Eu
aprecio utilizar mitos, símbolos, ou arquétipos, para quem entende disso, como
uma tentativa de dar formas a coisas que só poderiam ser percebidas a posteriori. A concepção de um “demiurgo”,
criador do tudo e do nada não é um pensamento absoluto. Há culturas que sequer
conceberam uma ideia a priori de um mundo transcendental. Esse lado
ocidental greco-romano-monoteísta tem
muito costume de achar que o universo a nossa volta se repete indefinidamente,
como se todos pensassem e vissem o tudo da mesma forma. Não lembro muito bem,
mas acho que isso tem até um nome conhecido como Etnocentrismo. Li em um livro
de um filósofo e sinólogo francês o termo “clivagem” sendo usado para definir
um efeito de “gravar alguma coisa no sistema ideológico de uma cultura inteira,
de forma que não se possa escapar”.
Falo, então,
sobre “Fé”: A ideia dessa coisa se fundamenta numa não comprovação, numa incerteza. Usando termos de nossa cultura
geral brazuca ocidental, o que dizer
de um homem que hipoteticamente “tivesse visto Deus”? Será que ele poderia ter
fé? Não seria mais coerente dizer que ele teria certeza? Arrisco dizer que pensar,
perceber, organizar as ideias, intuir, inferir sobre isso pode levar a um lugar
muito estranho.
Penso no “Rótulo”
de Ateu: Em que de fato não se acredita para se poder ser identificado como um?
Muitos devem cair na armadilha de responder que “Ateus são aqueles não têm fé
em qualquer Deus”. Pergunto então, mas e o rapaz ali que “viu Deus”? Ele
necessariamente não teria de ser Ateu? Afinal, ele não pode ter fé, pois a “certeza”

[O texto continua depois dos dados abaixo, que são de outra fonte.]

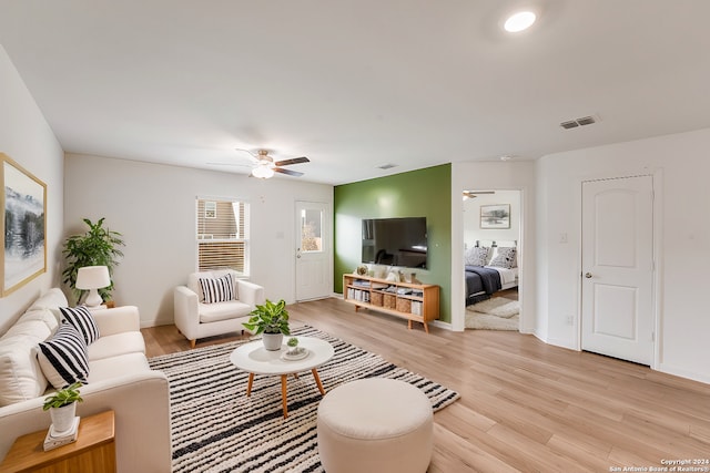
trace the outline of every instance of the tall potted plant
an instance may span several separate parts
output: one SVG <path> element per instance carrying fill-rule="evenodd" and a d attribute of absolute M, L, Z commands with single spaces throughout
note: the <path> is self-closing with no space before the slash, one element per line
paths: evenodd
<path fill-rule="evenodd" d="M 291 335 L 286 301 L 281 299 L 274 304 L 266 299 L 263 306 L 256 305 L 251 316 L 248 321 L 242 325 L 254 335 L 263 333 L 262 340 L 266 350 L 281 350 L 284 336 Z"/>
<path fill-rule="evenodd" d="M 119 257 L 123 253 L 119 247 L 124 246 L 122 235 L 103 226 L 104 217 L 95 224 L 89 218 L 83 222 L 89 226 L 89 230 L 83 235 L 72 235 L 64 241 L 62 250 L 67 258 L 67 267 L 62 271 L 62 282 L 69 285 L 78 301 L 84 296 L 87 290 L 77 289 L 77 273 L 84 266 L 105 266 L 109 275 L 113 276 L 113 268 L 119 265 Z M 113 280 L 111 286 L 99 289 L 99 295 L 103 300 L 111 300 Z"/>

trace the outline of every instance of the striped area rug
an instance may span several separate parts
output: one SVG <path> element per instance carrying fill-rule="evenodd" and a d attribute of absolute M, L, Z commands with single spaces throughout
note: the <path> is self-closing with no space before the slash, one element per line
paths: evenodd
<path fill-rule="evenodd" d="M 294 335 L 327 340 L 335 349 L 318 368 L 326 392 L 363 378 L 393 378 L 419 388 L 434 411 L 459 394 L 382 357 L 311 327 Z M 317 452 L 316 414 L 322 395 L 313 376 L 288 378 L 288 418 L 283 418 L 281 379 L 248 373 L 230 362 L 244 342 L 184 351 L 149 360 L 170 380 L 173 472 L 323 472 Z"/>

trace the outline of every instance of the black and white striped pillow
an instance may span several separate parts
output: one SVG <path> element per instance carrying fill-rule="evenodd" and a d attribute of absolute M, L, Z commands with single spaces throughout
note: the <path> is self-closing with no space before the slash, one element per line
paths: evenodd
<path fill-rule="evenodd" d="M 87 342 L 71 323 L 62 323 L 54 337 L 39 345 L 37 359 L 47 380 L 57 389 L 74 382 L 87 383 Z"/>
<path fill-rule="evenodd" d="M 62 312 L 62 318 L 84 336 L 87 345 L 93 343 L 101 336 L 95 320 L 85 307 L 60 307 L 59 310 Z"/>
<path fill-rule="evenodd" d="M 225 302 L 234 299 L 234 281 L 232 281 L 230 274 L 221 278 L 200 278 L 200 287 L 204 304 Z"/>

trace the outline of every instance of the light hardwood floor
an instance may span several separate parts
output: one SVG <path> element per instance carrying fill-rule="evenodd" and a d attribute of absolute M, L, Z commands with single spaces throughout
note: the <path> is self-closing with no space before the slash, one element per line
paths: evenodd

tomou o lugar desta. Por que um milagre deve contrariar as leis naturais, se
estas condicionam nossa própria existência? Por que se assume que para quem faz
uma prece haverá uma intervenção divina que fará com que um evento improvável e
para ele vantajoso aconteça?
Uma vez
conversei com um seminarista da igreja católica, em uma espécie de curso que se
oferece para as pessoas que virão a ser padrinhos e madrinhas de crianças. Ele
contou uma passagem da Bíblia sobre uma pregação de Cristo sobre uma arvore que
não dava frutos nos tempos de estiagem. Segundo o seminarista, o próprio mito
personificado dizia que a árvore deveria produzir frutos em quaisquer
condições, senão perderia sua razão de ser. O fim da passagem se dá com a
árvore secando em três dias após a pregação. O texto em si é neutro, mas a
inferência do seminarista foi de que “o próprio cristo fez a árvore secar”!
Ele disse isso
a um grupo de pessoas que em sua maioria daria fé ao que ele disse. Achei um
absurdo, uma incoerência, um desserviço, uma grande besteira! Ao final, em particular,
fui até ele questioná-lo: “Você realmente acha coerente que uma divindade
interviria no curso dos acontecimentos somente para provar um ponto”? “Você
percebeu que você acabou de dizer a estas pessoas que o próprio Jesus Cristo
decidiu usar seus milagres para matar uma árvore?” “Honestamente, se eu
estivesse do lado desse senhor que você coloca tanta fé e ele fizesse isso na
minha frente, eu diria a ele que por mais que ele fosse real ali, ele não
mereceria a minha fé.” “Esse Cristo que você pregou para estas pessoas não
merece existir”. “Acho sinceramente que ele somente estava ciente de que a
árvore secaria de qualquer forma, lendo os sinais desta”. “Ele queria apenas
transmitir algum valor aos seus discípulos, utilizando a própria realidade como
ilustração.”
Então não
houve milagre? Eu diria não e sim. 1) Não, pois não houve intervenção que
provocasse mudanças de formas sobrenaturais. 2) Sim, pois o próprio processo de
transformação evidente que se dá com tudo a nossa volta poderia ser chamado de
milagre.
Se você fosse
onipotente, onisciente e onipresente, parando para pensar um pouco, você veria
todos os cursos possíveis da realidade em todos os tempos. Você não precisaria
intervir mais do que uma vez para criar todo um processo de realidade. De fato,
não seria uma intervenção. Seria apenas o próprio ato de criação. A criatura
viverá por si só depois disso. “Mas então Deus nos abandonou?” Perguntariam os
crentes. Eu perguntaria de volta: “o que você espera do seu Deus?”.
Nós nascemos gritando,
berrando com a dor lancinante de pulmões descolando e enchendo de ar, um frio
absurdo e um incômodo terrível com uma luz extremamente brilhante. Nosso choro
incomoda e mobiliza um bando de gente. Esse recurso serve para trazer coisas
que sentimos desejo. Fome? Choro e vem peito. Frio? Choro, vem roupa e colo.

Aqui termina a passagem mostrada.